Con la subida al trono de Ludovico Pío, Benito recibió el encargo de reformar los monasterios de Aquitania y, posteriormente, los de toda Francia. Para asegurar su presencia, el emperador mandó construir un nuevo monasterio cerca de Aquisgrán, conocido más tarde como Kornelimünster. Allí vivió Benito, convocando a monjes procedentes de diversas abadías. En el año 817 fue el alma de una gran asamblea benedictina celebrada en Aquisgrán, convocada con el fin de unificar la vida monástica en todo el imperio.

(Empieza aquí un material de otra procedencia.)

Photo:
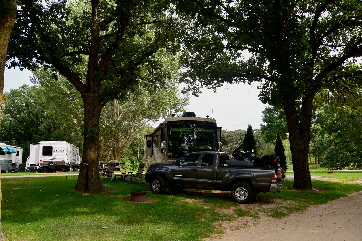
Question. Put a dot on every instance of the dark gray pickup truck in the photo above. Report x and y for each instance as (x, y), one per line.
(212, 170)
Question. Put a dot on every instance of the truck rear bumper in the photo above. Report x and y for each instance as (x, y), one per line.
(275, 187)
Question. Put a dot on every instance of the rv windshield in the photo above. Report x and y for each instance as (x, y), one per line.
(186, 137)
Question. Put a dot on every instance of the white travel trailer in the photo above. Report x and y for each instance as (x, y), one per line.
(52, 156)
(10, 157)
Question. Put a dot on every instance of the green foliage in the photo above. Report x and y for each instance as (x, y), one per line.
(249, 143)
(293, 48)
(338, 131)
(275, 124)
(234, 139)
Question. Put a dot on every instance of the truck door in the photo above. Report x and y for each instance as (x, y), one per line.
(207, 170)
(186, 172)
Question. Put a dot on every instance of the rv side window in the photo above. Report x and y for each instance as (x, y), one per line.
(47, 150)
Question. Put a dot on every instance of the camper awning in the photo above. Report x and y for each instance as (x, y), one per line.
(11, 150)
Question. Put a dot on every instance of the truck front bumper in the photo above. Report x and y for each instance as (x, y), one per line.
(275, 187)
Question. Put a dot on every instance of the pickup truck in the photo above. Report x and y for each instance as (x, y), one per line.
(212, 170)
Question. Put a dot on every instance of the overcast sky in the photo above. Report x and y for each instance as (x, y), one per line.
(233, 106)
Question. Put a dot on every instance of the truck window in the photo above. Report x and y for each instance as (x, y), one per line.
(189, 160)
(208, 159)
(47, 151)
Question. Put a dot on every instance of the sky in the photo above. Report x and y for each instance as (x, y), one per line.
(234, 106)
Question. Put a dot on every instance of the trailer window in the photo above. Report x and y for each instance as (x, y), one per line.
(47, 150)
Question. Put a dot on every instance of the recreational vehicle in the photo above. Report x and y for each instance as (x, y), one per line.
(52, 156)
(10, 157)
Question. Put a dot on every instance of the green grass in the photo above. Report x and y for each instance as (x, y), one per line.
(48, 208)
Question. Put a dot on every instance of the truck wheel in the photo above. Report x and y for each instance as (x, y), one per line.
(158, 185)
(242, 192)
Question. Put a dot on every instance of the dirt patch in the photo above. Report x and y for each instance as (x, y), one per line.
(336, 220)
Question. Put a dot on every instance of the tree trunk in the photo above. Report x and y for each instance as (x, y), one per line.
(7, 20)
(89, 178)
(299, 138)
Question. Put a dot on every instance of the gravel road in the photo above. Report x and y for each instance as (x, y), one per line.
(337, 220)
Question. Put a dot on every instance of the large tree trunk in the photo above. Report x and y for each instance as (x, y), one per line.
(89, 179)
(299, 138)
(7, 20)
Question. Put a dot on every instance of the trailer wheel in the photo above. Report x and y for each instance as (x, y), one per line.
(158, 185)
(242, 192)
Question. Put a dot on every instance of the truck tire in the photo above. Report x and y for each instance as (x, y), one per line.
(158, 185)
(242, 192)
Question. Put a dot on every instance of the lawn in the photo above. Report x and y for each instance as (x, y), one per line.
(48, 208)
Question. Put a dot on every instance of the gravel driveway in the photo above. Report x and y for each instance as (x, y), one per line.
(337, 220)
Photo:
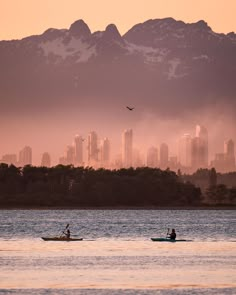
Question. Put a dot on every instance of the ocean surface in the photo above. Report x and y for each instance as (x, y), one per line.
(117, 255)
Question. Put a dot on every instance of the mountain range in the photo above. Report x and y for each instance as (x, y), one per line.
(162, 64)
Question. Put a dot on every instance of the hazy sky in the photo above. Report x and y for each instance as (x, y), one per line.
(20, 18)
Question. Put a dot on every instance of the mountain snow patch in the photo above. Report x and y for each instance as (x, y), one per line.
(75, 47)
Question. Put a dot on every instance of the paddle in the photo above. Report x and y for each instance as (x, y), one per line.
(167, 232)
(63, 232)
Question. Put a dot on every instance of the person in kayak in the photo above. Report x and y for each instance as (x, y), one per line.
(172, 235)
(67, 232)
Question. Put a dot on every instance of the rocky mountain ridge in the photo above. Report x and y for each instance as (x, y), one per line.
(158, 62)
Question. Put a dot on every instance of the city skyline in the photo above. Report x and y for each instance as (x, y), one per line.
(46, 14)
(96, 152)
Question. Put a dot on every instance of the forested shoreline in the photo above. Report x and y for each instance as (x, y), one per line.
(80, 187)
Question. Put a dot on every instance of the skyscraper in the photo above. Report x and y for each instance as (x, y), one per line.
(25, 156)
(9, 159)
(200, 148)
(229, 155)
(78, 150)
(93, 149)
(152, 157)
(70, 155)
(127, 148)
(105, 153)
(164, 156)
(185, 150)
(46, 160)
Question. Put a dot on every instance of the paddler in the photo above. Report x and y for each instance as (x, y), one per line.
(172, 235)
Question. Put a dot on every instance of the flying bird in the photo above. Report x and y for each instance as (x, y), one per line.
(129, 108)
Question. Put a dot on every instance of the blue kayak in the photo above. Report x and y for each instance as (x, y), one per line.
(167, 240)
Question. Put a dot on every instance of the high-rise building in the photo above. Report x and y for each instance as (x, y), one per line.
(46, 160)
(164, 156)
(105, 153)
(10, 159)
(25, 156)
(138, 159)
(70, 155)
(200, 148)
(62, 160)
(152, 157)
(78, 150)
(185, 150)
(93, 150)
(229, 155)
(127, 148)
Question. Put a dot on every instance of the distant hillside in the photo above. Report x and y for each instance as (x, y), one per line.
(163, 64)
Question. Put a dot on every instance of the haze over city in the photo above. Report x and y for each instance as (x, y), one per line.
(45, 107)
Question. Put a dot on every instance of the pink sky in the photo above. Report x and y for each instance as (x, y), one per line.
(27, 17)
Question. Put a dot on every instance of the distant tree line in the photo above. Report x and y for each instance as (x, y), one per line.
(217, 188)
(68, 186)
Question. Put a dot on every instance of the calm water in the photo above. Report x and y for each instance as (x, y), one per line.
(117, 255)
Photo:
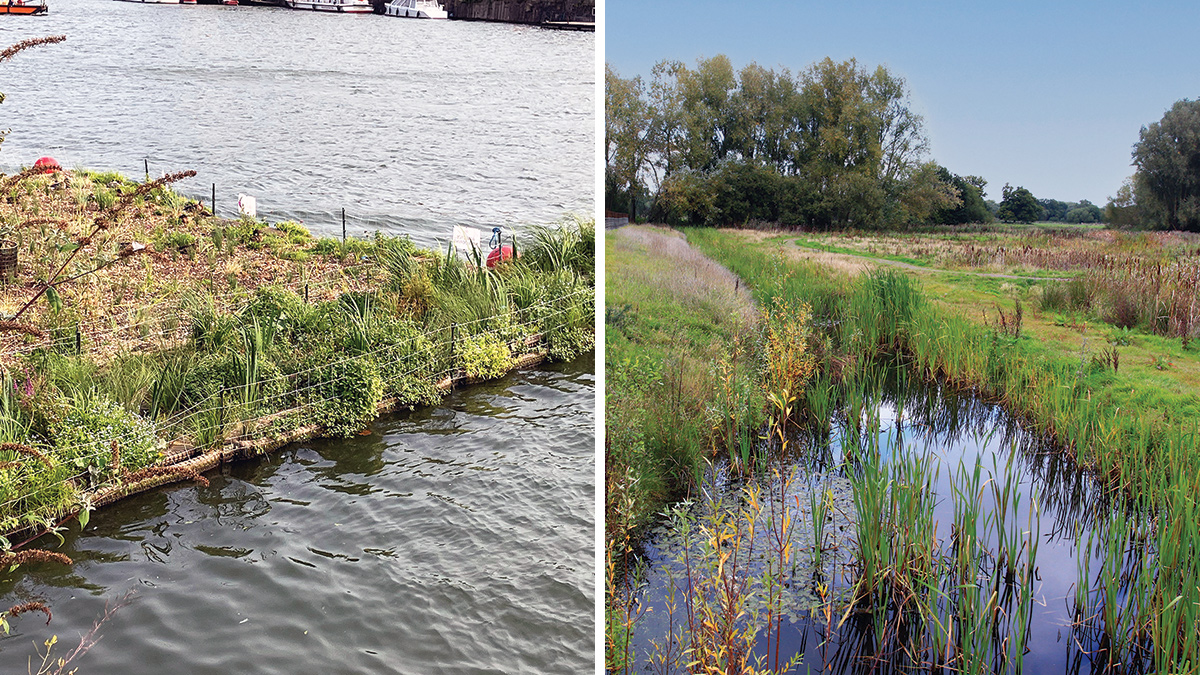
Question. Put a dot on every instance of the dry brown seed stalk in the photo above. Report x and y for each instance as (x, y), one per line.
(18, 609)
(9, 559)
(17, 327)
(29, 43)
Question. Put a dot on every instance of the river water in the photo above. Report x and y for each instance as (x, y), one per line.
(412, 126)
(451, 539)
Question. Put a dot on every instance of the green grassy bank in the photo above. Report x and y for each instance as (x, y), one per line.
(1137, 438)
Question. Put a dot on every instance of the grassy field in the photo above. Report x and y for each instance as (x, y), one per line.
(670, 315)
(1095, 346)
(1159, 374)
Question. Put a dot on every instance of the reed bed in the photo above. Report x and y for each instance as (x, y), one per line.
(1149, 465)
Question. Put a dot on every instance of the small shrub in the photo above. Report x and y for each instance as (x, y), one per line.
(346, 395)
(85, 434)
(175, 240)
(484, 357)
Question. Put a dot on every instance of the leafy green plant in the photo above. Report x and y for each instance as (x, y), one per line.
(484, 357)
(346, 395)
(96, 434)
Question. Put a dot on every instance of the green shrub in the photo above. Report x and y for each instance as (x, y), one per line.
(484, 357)
(346, 395)
(406, 358)
(85, 432)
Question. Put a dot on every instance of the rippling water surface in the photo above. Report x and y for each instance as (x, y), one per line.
(412, 126)
(451, 539)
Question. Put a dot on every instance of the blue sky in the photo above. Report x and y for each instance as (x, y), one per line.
(1045, 95)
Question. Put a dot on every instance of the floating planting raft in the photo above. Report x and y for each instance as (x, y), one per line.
(228, 339)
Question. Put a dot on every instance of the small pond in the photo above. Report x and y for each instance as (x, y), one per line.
(1053, 505)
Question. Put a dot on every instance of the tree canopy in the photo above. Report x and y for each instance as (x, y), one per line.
(833, 145)
(1019, 205)
(1167, 157)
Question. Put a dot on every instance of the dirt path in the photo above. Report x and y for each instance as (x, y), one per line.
(685, 273)
(825, 256)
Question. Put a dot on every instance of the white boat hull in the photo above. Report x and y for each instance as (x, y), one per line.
(417, 13)
(336, 6)
(417, 10)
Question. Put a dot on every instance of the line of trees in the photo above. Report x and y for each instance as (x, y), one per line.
(1164, 190)
(838, 145)
(831, 147)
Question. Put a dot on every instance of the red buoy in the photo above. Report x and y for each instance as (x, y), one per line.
(48, 165)
(499, 255)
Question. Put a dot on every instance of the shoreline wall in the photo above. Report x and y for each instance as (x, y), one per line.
(522, 11)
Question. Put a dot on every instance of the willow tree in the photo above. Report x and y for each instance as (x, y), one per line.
(624, 135)
(1168, 160)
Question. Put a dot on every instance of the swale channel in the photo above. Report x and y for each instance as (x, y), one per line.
(985, 539)
(457, 538)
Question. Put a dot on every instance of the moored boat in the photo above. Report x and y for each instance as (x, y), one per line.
(23, 7)
(417, 10)
(343, 6)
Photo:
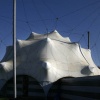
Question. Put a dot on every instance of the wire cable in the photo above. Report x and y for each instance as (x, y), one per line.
(87, 5)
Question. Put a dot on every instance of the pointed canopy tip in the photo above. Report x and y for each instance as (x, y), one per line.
(46, 65)
(55, 31)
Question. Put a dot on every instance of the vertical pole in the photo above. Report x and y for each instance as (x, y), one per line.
(14, 47)
(88, 40)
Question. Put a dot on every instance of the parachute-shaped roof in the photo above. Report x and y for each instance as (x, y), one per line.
(48, 57)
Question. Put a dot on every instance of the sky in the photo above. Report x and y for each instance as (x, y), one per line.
(71, 18)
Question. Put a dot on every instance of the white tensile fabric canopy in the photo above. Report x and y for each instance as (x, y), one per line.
(47, 58)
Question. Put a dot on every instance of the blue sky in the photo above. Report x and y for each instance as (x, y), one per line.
(72, 18)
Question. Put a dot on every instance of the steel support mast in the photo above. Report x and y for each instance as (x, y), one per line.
(14, 48)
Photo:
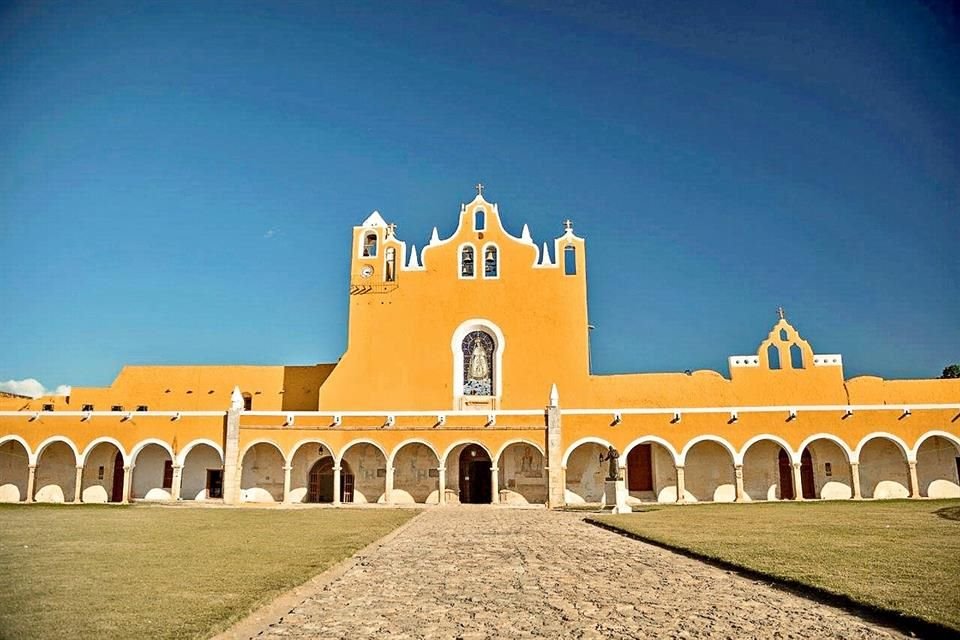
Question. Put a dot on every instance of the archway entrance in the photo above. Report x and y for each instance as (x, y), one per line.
(475, 465)
(320, 482)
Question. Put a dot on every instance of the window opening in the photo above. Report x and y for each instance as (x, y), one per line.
(391, 265)
(370, 245)
(466, 262)
(773, 356)
(490, 262)
(570, 261)
(796, 356)
(477, 348)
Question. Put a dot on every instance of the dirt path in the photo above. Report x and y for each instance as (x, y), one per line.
(481, 572)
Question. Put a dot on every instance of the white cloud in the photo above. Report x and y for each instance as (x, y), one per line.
(32, 387)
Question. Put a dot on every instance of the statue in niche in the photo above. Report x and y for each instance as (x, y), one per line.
(612, 455)
(479, 367)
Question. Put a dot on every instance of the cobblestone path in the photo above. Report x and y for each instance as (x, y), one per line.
(482, 572)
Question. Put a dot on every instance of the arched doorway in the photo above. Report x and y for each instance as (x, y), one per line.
(320, 482)
(475, 478)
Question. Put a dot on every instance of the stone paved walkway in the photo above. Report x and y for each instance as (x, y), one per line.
(481, 572)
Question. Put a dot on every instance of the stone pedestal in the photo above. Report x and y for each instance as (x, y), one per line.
(615, 493)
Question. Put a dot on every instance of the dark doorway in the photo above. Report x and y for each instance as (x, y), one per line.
(214, 483)
(806, 476)
(320, 484)
(116, 493)
(640, 468)
(786, 476)
(475, 478)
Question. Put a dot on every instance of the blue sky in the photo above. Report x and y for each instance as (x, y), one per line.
(178, 180)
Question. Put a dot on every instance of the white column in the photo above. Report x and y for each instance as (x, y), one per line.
(855, 476)
(127, 481)
(442, 485)
(78, 485)
(336, 486)
(177, 483)
(738, 476)
(681, 489)
(797, 482)
(31, 482)
(286, 483)
(914, 482)
(389, 490)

De aquel encuentro nació el Capitulare Institutum, un texto articulado en setenta y cinco capítulos, destinado a aclarar e integrar diversos aspectos de la Regla benedictina. Aprobado por el emperador, se convirtió en vinculante para todos los monasterios del imperio. Este proyecto de uniformidad total y de fuerte centralización no resistió durante mucho tiempo las crisis políticas y las invasiones posteriores, pero dejó una huella duradera. Entre sus legados destacan la necesidad de clarificaciones de la Regla, la centralidad de la liturgia y una especial atención a la organización de la vida monástica. Este espíritu sería retomado y desarrollado, más de un siglo después, por la abadía de Cluny. Por ello, después de san Benito de Nursia, ningún otro monje ejerció una influencia tan decisiva sobre el monacato de Occidente como Benito de Aniane.
La actividad de Benito no se limitó, sin embargo, a la reforma monástica. Animado por un profundo celo pastoral, fue también predicador. Murió el 11 de febrero de 821 en el monasterio de Kornelimünster.